Billions of pages that compose the WWW are growing faster and faster. Since a few months, this phenomenon has been speed up as social media democratisation (ex : blog) allows anyone to produce and broadcast content.
This great amount of information make specific content identification more and more difficult as today’s search engine approach is general and exhaustive. Content identification on Google or MSN is based on keywords correspondence.
Moreover, the first ranks of their organic list of results are now trusted by merchant content. Slowly but surely, earch Engine Marketing (SEM) and Search Engine Optimisation strategies did their job making more difficult for user to find information that nobody has been promoted.


1. At first there was The Semantic Web

Remedies exist. Tim Berners Lee imagined how it was possible to add "sense" to the search engine index. He recommended to use semantic. This was in 1999, another century in the WWW. Tim wanted to add a semantic layer on the search engine to facilitate links creation between documents, using concept tags (based on sense), rather than limiting this on hyperlinks, as Google does (the famous Page Rank).

“We are going from a Web of connected documents to a Web of connected data.” Nova Spivack, RADAR NETWORKS

This new approach also add another objective : reinforce the contextual dimension of information searching.
Documents will be classified and put into contexts. Those contexts will themselves be linked to other documents. This approach was known as “The Semantic Web”. Behind this idea, Tim thought that publishers and content producers would manually create tags allowing internet users to surf in a structured semantic universe. Latter, the social media and Web 2.0 revolution did the job : Bloggers create tags for the content they are publishing or Digg users manually describe with their own word each website they find interesting to share with others.
But this approach is making a lot of issues :
1/ For a perfect work, each publisher need to share and use the same universal and structured vision of the world in order to make sure to use same words for same concept.
2/ Each Publisher should be able, and willing (take the time to do it) to describe its content in each of its dimension
3/ SEO and SEM temptation will still be possible

For each of these reasons, the semantic web remains a concept, and its industrialisation, an utopia. Finally start-up reinvented this approach, under the Web 3.0 concept.
The principle is based on the automatic information processing using semantic search engines in order to extract concepts and to link them together. As long as this approach is automatic, this task can be spread to a wide amount of content, as this is not only the work of publishers or readers, as before.
We can take here some examples :

- Extract date from a document to place it on a time axis - Extract company names - Extract executive names and details - Extract places...
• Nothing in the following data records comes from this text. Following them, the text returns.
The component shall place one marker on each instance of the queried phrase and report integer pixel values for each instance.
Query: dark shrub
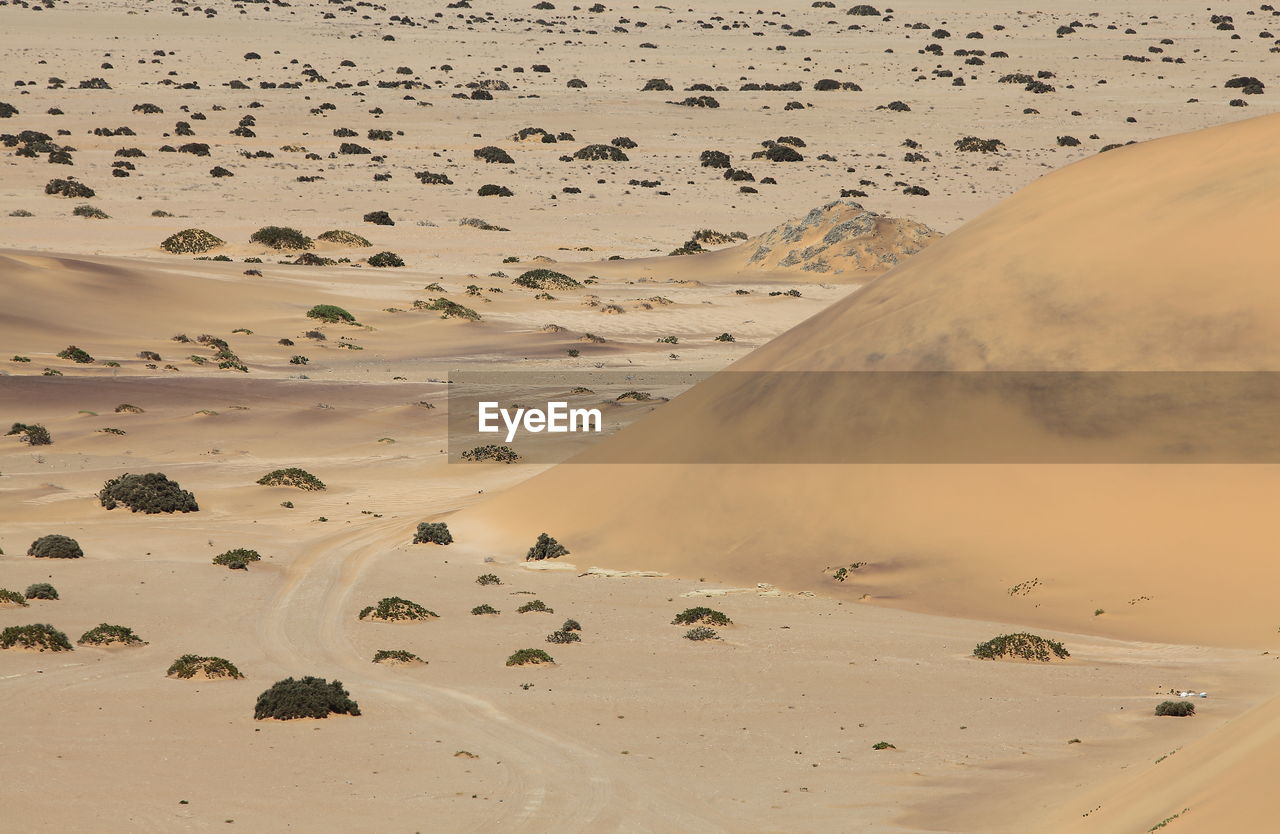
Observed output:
(702, 614)
(492, 154)
(193, 241)
(529, 658)
(32, 434)
(192, 665)
(76, 354)
(40, 637)
(385, 259)
(280, 238)
(394, 608)
(1023, 646)
(304, 697)
(55, 546)
(330, 314)
(1178, 709)
(396, 655)
(433, 534)
(151, 493)
(238, 558)
(292, 476)
(545, 548)
(108, 635)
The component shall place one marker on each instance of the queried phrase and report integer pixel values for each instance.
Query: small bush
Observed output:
(151, 493)
(385, 259)
(108, 635)
(545, 548)
(394, 608)
(191, 241)
(1023, 646)
(32, 434)
(195, 665)
(330, 314)
(12, 597)
(498, 454)
(282, 238)
(238, 558)
(292, 476)
(433, 534)
(305, 697)
(55, 546)
(76, 354)
(529, 658)
(39, 637)
(396, 655)
(702, 614)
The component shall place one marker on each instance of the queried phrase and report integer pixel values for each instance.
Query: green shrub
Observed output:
(292, 476)
(529, 658)
(433, 534)
(330, 314)
(151, 493)
(396, 655)
(385, 259)
(192, 665)
(702, 614)
(448, 308)
(108, 635)
(343, 238)
(76, 354)
(40, 637)
(282, 238)
(545, 279)
(498, 454)
(191, 241)
(1178, 709)
(12, 597)
(1023, 646)
(545, 548)
(55, 546)
(33, 434)
(394, 608)
(238, 558)
(305, 697)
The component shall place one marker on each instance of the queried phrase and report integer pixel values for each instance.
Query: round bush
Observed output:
(55, 546)
(151, 493)
(304, 697)
(36, 637)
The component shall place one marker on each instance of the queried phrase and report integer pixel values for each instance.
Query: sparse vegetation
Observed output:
(151, 493)
(305, 697)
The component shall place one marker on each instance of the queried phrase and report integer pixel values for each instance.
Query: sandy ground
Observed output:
(634, 729)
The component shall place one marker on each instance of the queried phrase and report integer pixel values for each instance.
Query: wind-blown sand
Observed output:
(1150, 257)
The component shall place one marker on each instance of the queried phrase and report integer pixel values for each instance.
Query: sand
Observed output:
(1153, 256)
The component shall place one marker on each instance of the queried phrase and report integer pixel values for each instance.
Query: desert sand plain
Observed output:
(1153, 256)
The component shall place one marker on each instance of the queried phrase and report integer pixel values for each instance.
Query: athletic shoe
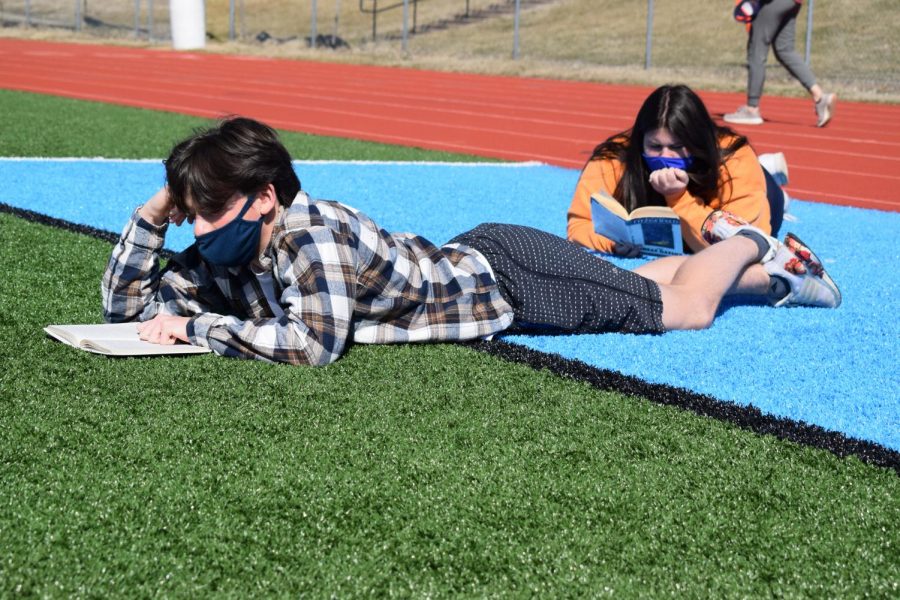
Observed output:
(776, 165)
(743, 116)
(721, 225)
(787, 205)
(809, 284)
(825, 109)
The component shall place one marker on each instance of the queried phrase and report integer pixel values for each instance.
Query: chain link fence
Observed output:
(853, 42)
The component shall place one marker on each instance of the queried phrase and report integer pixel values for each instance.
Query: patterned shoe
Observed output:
(721, 225)
(743, 116)
(803, 271)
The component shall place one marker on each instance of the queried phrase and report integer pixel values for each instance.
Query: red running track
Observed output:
(854, 161)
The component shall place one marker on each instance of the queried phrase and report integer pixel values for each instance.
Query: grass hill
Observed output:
(854, 43)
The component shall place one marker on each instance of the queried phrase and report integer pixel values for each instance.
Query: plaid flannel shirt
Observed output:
(329, 275)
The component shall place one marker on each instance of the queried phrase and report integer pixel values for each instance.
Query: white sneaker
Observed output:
(825, 109)
(721, 225)
(776, 165)
(743, 116)
(809, 284)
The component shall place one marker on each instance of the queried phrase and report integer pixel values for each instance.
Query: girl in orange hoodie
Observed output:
(675, 155)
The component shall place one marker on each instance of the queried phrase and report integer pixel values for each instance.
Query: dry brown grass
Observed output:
(855, 46)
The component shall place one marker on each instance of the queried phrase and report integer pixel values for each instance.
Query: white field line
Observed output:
(100, 159)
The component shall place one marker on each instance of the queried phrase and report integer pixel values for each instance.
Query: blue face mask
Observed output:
(234, 244)
(655, 163)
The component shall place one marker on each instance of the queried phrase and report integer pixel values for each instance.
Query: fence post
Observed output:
(313, 23)
(404, 44)
(231, 20)
(137, 19)
(809, 29)
(648, 50)
(150, 21)
(516, 32)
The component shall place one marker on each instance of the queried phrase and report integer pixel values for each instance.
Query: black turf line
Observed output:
(745, 417)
But to be really efficient, this approach should be done in a finished world. Web 3.0 will thus need to be vertical.


2. The born of Vertical search engine

A new generation of vertical search engine was born these last months. Each of them follow the web 3.0 trend. They address homogeneous users’ needs (airline tickets search, industry report search..) and create value-added services from public information gathered from the open web (and free, as a consequence).

1/ Vertical index
The specific approach of these engines allows them to build a specialized index, and to delete peripheral contents, not directly linked to the thematic. Doing so, they eliminate all the noise experienced in the general search engine.


EXAMPLE : Their specialization allow them to index document from the deep web, document that are not present in the general search engine results.


EXAMPLE : In the travel industry, recent search engine such as Sprice.com or Farechase.com automatically and simultaneously query numbers of airlines website to offer user the best prices without searching these websites one by one.

2/ Vertical search features
These new search engines also offer users search and filtering features dedicated to the specific needs they answer.
Travel Industry : Sprice.com allows users to compare airlines prices by amount, length, departure and arrival time, type of flight.....
Executive search : Zoominfo allows users to search among enterprise executive, by industry, geographic zone, company revenues ...
Consumer Electronics : Retrevo.com helps users to identify for each product (Mp3 reader..) each web resources by type (Documentation, consumer reviews...)
Market Research : Reportlinker.com allows users to identify open access market research and dynamically organizes them by industry, geographic zone, date... and to preview a document before downloading it.
Specific information processing is done to build these vertical features : - Index visible and invisible web - Analyse and extract each concept of each document in each of the dimension the user can search through the tool key features - Information uniformisation from heterogeneous sources

3/ Vertical context
Information contextualisation is the third axes if these value-added vertical search services. To generate new information, the idea is to extract and cross each piece of information with a different one, classified under the same concept.
EXAMPLE : Using press release, company website and other free Publication, Zoominfo automatically generate a genuine company profile.
The amount of information published over the internet is more and more important, but also more and more fragmented. Each piece of information has a limited value compared to the value of each of them linked together. So the understanding that each Web 3.0 search engine has from its environment allow them a sharp exploitation of semantic technologies, to offer user genuine and innovative added-value services.